The next day was Thanksgiving, my favorite holiday, and I was looking forward to seeing my whole family. Even though my three older sisters were married now, I was sure we'd all get together to eat turkey, relax and watch home movies.
I walked into the house, only to find there wasn't any sign of holiday preparations. What was going on? My mom must have been planning to start baking after dinner. At the dinner table, I found I couldn't have been more wrong.
“Listen, everyone, I have something to tell you about tomorrow,” my dad announced. “Your older sisters all have other plans this year for Thanksgiving. I've decided to give your mom a much-deserved break this year. I'm taking everyone to dinner at the Harvest Cafeteria tomorrow.”
“Dad,” I said, presenting what seemed to me to be the perfect argument, “the pilgrims(朝圣者) would never have celebrated Thanksgiving anywhere but at home.”
“Teresa,” my dad replied, “after nearly starving, the pilgrims were happy just to have food. I don't think it mattered to them if that food was served in their homes or at a restaurant down the street.”
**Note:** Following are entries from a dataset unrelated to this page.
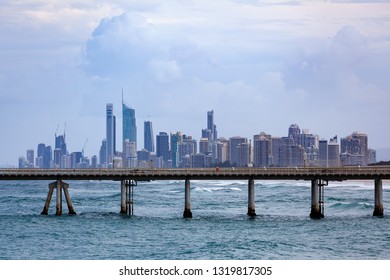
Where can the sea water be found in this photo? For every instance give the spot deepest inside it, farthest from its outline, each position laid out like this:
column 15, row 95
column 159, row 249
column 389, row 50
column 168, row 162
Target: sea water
column 219, row 229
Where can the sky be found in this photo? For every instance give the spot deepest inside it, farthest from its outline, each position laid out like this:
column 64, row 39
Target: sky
column 260, row 65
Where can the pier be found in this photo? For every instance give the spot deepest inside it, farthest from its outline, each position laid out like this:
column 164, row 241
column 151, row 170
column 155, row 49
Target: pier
column 318, row 176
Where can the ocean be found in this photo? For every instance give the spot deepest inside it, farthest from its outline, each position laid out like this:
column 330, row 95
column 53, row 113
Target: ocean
column 219, row 229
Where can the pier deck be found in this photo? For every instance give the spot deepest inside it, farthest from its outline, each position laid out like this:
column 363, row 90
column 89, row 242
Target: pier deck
column 319, row 177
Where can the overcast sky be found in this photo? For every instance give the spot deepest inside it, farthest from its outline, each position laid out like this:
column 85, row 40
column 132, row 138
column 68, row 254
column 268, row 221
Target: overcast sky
column 260, row 65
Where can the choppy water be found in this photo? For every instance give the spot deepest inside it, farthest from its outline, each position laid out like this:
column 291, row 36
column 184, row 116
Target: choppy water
column 219, row 229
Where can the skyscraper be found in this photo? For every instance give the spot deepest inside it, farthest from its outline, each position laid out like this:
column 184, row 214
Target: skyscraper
column 176, row 139
column 236, row 152
column 162, row 143
column 129, row 126
column 110, row 133
column 294, row 132
column 148, row 136
column 211, row 126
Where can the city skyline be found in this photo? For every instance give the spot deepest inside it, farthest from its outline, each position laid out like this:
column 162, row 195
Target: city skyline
column 179, row 150
column 260, row 65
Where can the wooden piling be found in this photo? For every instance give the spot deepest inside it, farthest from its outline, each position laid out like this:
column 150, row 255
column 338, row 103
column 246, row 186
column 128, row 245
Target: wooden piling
column 378, row 210
column 65, row 187
column 315, row 200
column 123, row 197
column 59, row 186
column 187, row 203
column 45, row 210
column 251, row 198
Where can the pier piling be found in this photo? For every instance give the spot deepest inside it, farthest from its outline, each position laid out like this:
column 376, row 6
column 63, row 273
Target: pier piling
column 45, row 210
column 378, row 210
column 316, row 212
column 127, row 197
column 123, row 197
column 187, row 203
column 251, row 198
column 59, row 185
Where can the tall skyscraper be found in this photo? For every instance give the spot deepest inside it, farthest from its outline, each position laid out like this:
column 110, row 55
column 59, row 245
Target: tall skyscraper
column 176, row 139
column 148, row 136
column 261, row 150
column 211, row 126
column 162, row 143
column 236, row 152
column 294, row 133
column 103, row 153
column 129, row 126
column 323, row 153
column 110, row 133
column 61, row 144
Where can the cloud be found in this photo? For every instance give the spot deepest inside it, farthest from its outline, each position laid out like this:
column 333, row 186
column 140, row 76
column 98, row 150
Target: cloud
column 339, row 69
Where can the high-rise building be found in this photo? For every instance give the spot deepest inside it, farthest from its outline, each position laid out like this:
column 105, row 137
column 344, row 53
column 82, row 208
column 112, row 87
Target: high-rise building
column 211, row 126
column 222, row 150
column 333, row 153
column 354, row 149
column 148, row 136
column 323, row 153
column 294, row 133
column 47, row 157
column 129, row 125
column 176, row 139
column 235, row 152
column 261, row 150
column 30, row 158
column 60, row 143
column 110, row 133
column 103, row 153
column 162, row 146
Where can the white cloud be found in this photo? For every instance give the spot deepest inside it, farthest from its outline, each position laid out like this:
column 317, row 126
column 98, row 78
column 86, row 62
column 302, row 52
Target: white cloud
column 260, row 67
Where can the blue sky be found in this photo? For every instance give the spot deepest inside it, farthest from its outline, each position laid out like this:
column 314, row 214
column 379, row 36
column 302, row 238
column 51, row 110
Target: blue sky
column 260, row 65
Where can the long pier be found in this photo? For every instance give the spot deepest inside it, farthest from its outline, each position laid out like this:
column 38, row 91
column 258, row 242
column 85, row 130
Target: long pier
column 319, row 177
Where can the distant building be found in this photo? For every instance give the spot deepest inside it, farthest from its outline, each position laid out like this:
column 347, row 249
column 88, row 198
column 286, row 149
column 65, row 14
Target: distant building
column 262, row 150
column 176, row 139
column 148, row 137
column 354, row 149
column 110, row 133
column 162, row 146
column 222, row 150
column 30, row 158
column 323, row 153
column 333, row 153
column 47, row 157
column 129, row 126
column 294, row 133
column 234, row 149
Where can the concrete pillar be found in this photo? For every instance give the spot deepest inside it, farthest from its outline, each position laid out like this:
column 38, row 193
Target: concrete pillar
column 251, row 198
column 59, row 198
column 378, row 210
column 315, row 205
column 187, row 204
column 123, row 197
column 48, row 199
column 65, row 187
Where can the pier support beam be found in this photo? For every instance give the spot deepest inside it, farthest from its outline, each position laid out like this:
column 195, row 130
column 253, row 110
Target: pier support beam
column 127, row 196
column 251, row 198
column 316, row 203
column 187, row 201
column 59, row 186
column 123, row 198
column 378, row 210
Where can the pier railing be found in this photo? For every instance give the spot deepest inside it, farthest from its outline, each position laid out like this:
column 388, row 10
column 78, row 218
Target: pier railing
column 295, row 173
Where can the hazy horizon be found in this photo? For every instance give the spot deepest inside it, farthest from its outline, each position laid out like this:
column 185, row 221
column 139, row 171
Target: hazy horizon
column 260, row 65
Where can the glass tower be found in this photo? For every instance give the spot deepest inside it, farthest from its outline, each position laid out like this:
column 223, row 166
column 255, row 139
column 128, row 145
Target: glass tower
column 110, row 133
column 129, row 124
column 148, row 136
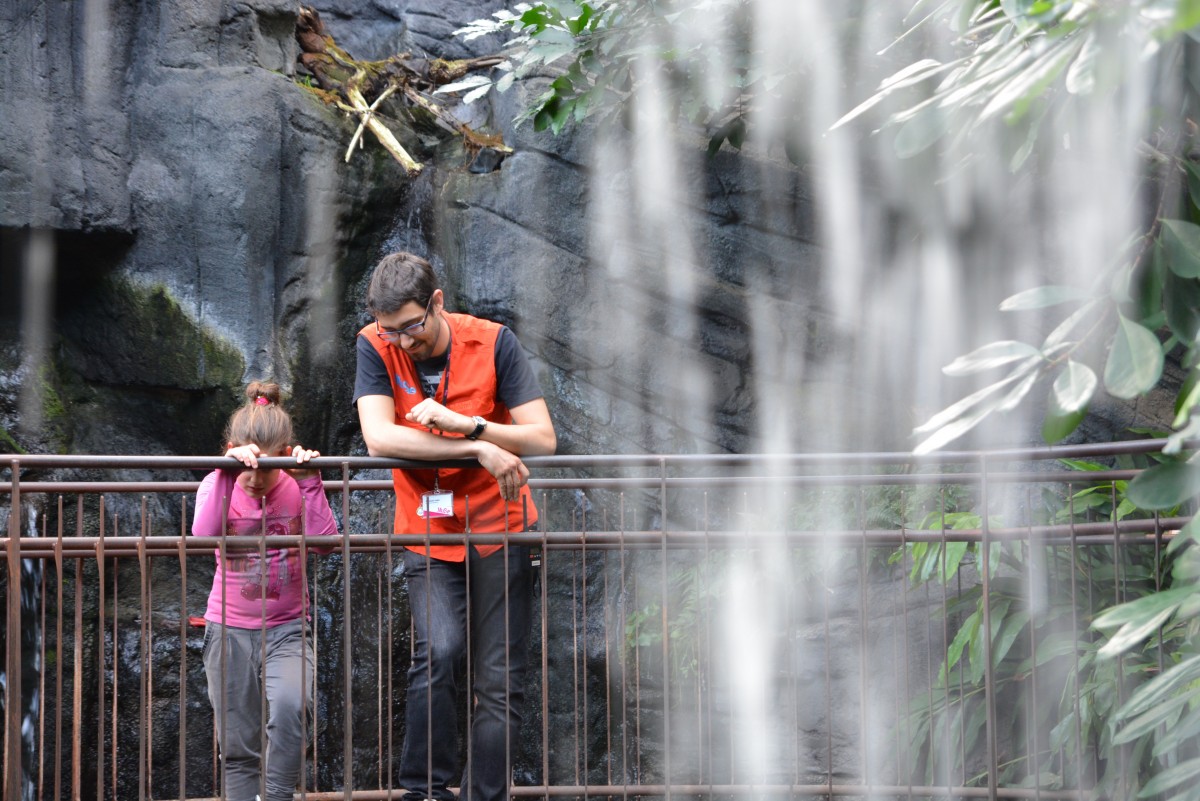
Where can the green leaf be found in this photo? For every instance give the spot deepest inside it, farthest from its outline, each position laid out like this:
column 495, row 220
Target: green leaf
column 1181, row 245
column 1042, row 297
column 1074, row 387
column 922, row 131
column 1187, row 534
column 1165, row 486
column 1133, row 633
column 1135, row 360
column 1183, row 772
column 1193, row 172
column 1181, row 303
column 989, row 356
column 1081, row 74
column 1165, row 714
column 1032, row 80
column 1187, row 398
column 1138, row 612
column 960, row 417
I could tell it was no use arguing. I wanted to cry. When I awoke the next morning, there was no smell of turkey roasting in the oven. Instead I was greeted by the smell of coffee and burned toast. The day dragged by. At five o'clock, we headed for Harvest Cafeteria.“You could have picked a better place to eat,” I complained.
“Enough,” my dad warned. “Just enjoy your evening.”
Throughout the meal, my parents made attempts to lighten my mood. Finally, they gave up and let me sulk (生闷气).
By the time dinner was finished, none of us seemed to have the holiday spirit. We put on our coats and headed home. Once there, my brother, Marty, was pulling some DVDs of our family's home movies out of the cabinet.
“Do we have to watch these?” I asked.
“I'm sorry for spoiling everyone's Thanksgiving,” I said.